Fue un monstruo que sabía que lo era pero no conseguía acotar su poder, la amplitud del campo de batalla lo abrumaba al igual que él abrumaba con frecuencia a sus lectores, y las obsesiones comenzaron a imponerse en forma de repetición claustrofóbica, empujándole a un bucle agotador.
Y aquí es donde la biografía adolece de un grave tropiezo al no evaluar la importancia de los relatos de Extinción. Recuerdo que al leer ese libro pensé que Wallace debía estar pasándolo mal. Sus relatos reincidían en atmósferas asfixiantes que había descrito otras veces de un modo más ágil y certero. Los de Extinción eran relatos a menudo demasiado largos donde volvía sobre los mismos temas recreándose en lo opresivo y la debacle y la insensatez. Toda aquella depresiva exhibición la coronaba el breve relato que daba título a la obra. Extinción narra el abrasamiento de un bebé en sus propios pañales, un relato bestialmente perturbador, de un desasosiego insano, suficiente para atisbar el devastador estado espiritual de Wallace durante la escritura de aquellas piezas.
Al leer el volumen, pensé que Wallace había entrado en un callejón sin salida, que quizás incluso se estuviera aburriendo, justo lo que según la cultura que él mismo había analizado, no podía llegar a suceder jamás, al menos si pretendías seguir más o menos en órbita. Porque criticaba el reinado del entretenimiento, sí, pero reconociendo su incontestable imperio. Por otra parte, el relato del bebé hablaba de una oscuridad demasiado pavorosa que yo tampoco deseaba explorar y resolví que si Wallace seguía tan reiterativo y negro, quizás -con él, cualquier conato de ruptura tras unos textos decepcionantes siempre debía venir precedido de un “quizás”- no le volviera a leer.
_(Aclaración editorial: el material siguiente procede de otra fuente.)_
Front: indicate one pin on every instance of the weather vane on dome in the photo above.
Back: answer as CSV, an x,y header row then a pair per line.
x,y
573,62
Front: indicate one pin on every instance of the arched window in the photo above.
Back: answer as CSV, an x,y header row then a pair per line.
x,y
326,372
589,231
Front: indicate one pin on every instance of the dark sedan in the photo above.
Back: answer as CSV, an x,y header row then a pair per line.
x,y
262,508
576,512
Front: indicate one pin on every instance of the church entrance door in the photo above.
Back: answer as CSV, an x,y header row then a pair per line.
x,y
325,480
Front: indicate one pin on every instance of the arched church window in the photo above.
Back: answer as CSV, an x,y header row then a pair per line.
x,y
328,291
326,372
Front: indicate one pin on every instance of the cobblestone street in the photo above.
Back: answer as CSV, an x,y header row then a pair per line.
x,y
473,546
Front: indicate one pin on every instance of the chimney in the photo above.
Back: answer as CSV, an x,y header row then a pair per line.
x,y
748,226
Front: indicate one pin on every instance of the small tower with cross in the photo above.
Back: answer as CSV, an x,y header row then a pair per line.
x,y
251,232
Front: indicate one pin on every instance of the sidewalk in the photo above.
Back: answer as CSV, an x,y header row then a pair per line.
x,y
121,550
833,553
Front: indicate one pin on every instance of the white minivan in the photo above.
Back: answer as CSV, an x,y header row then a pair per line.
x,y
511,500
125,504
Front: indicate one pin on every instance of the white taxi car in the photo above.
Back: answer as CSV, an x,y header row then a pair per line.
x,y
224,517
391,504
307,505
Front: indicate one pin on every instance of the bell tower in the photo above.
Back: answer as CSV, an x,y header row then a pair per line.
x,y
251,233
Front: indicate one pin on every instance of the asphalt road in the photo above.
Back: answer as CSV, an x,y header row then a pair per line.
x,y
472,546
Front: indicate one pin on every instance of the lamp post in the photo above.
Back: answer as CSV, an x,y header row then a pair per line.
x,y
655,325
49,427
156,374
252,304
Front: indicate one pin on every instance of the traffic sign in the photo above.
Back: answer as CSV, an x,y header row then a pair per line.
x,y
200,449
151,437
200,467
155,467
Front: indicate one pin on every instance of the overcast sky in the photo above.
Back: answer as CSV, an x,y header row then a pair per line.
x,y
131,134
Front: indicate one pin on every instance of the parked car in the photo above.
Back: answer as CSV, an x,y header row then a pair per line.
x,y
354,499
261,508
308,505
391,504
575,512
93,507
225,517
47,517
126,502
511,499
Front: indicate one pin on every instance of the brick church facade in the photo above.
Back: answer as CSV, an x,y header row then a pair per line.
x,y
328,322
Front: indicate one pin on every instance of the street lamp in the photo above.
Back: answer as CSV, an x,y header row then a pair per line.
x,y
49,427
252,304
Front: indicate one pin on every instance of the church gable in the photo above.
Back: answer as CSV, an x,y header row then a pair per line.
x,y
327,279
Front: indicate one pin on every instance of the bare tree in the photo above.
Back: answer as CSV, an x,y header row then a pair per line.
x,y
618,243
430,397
Pese al espléndido y terrible relato.
D.T. Max, eso sí, refleja muy bien a un Wallace condenado a la ansiedad, cuya óptima lucidez le hizo poner en la balanza hasta qué punto compensaba continuar tolerando esa descomunal insatisfacción que le había hecho plantearse varias veces el suicidio. Su tormento es visible en la biografía. Max insiste en la cotidianeidad opresiva que Wallace enfrentaba, en cómo distintas personas intentaron aliviarle, su propia recurrencia al humor para contrarrestar de alguna forma las oleadas de angustia que desvirtúan la vida alrededor, despojándola de sentido. La capitulación final.
Wallace llevó a un extremo tan literal algunas ideas románticas que muchos de nosotros cultivamos, y lo hizo con una libertad creativa tan envidiable, que resulta muy difícil no proyectarse tarde o temprano en sus escritos, sobre todo si has nacido en el último tercio del siglo XX. Esto quizá tenga que ver con el ritmo asociativo que impone su lectura, ese otro tempo al que hemos accedido. No es un autor “redondo”, ni mucho menos, sus textos no suelen ser cerrados ni perfectos, pero da algo inusual y necesario para el alma.
Como pertinaz lector de Wallace, agradezco a D.T. Max la oportunidad de haberme llevado un poco mas lejos en la íntima relación con un autor que entendió la literatura fiel a la vieja hermosa valentía, pese al dolor. También agradezco que me haya ayudado a comprender su suicidio, de manera que la muerte que un día me apenó, hoy me consuela.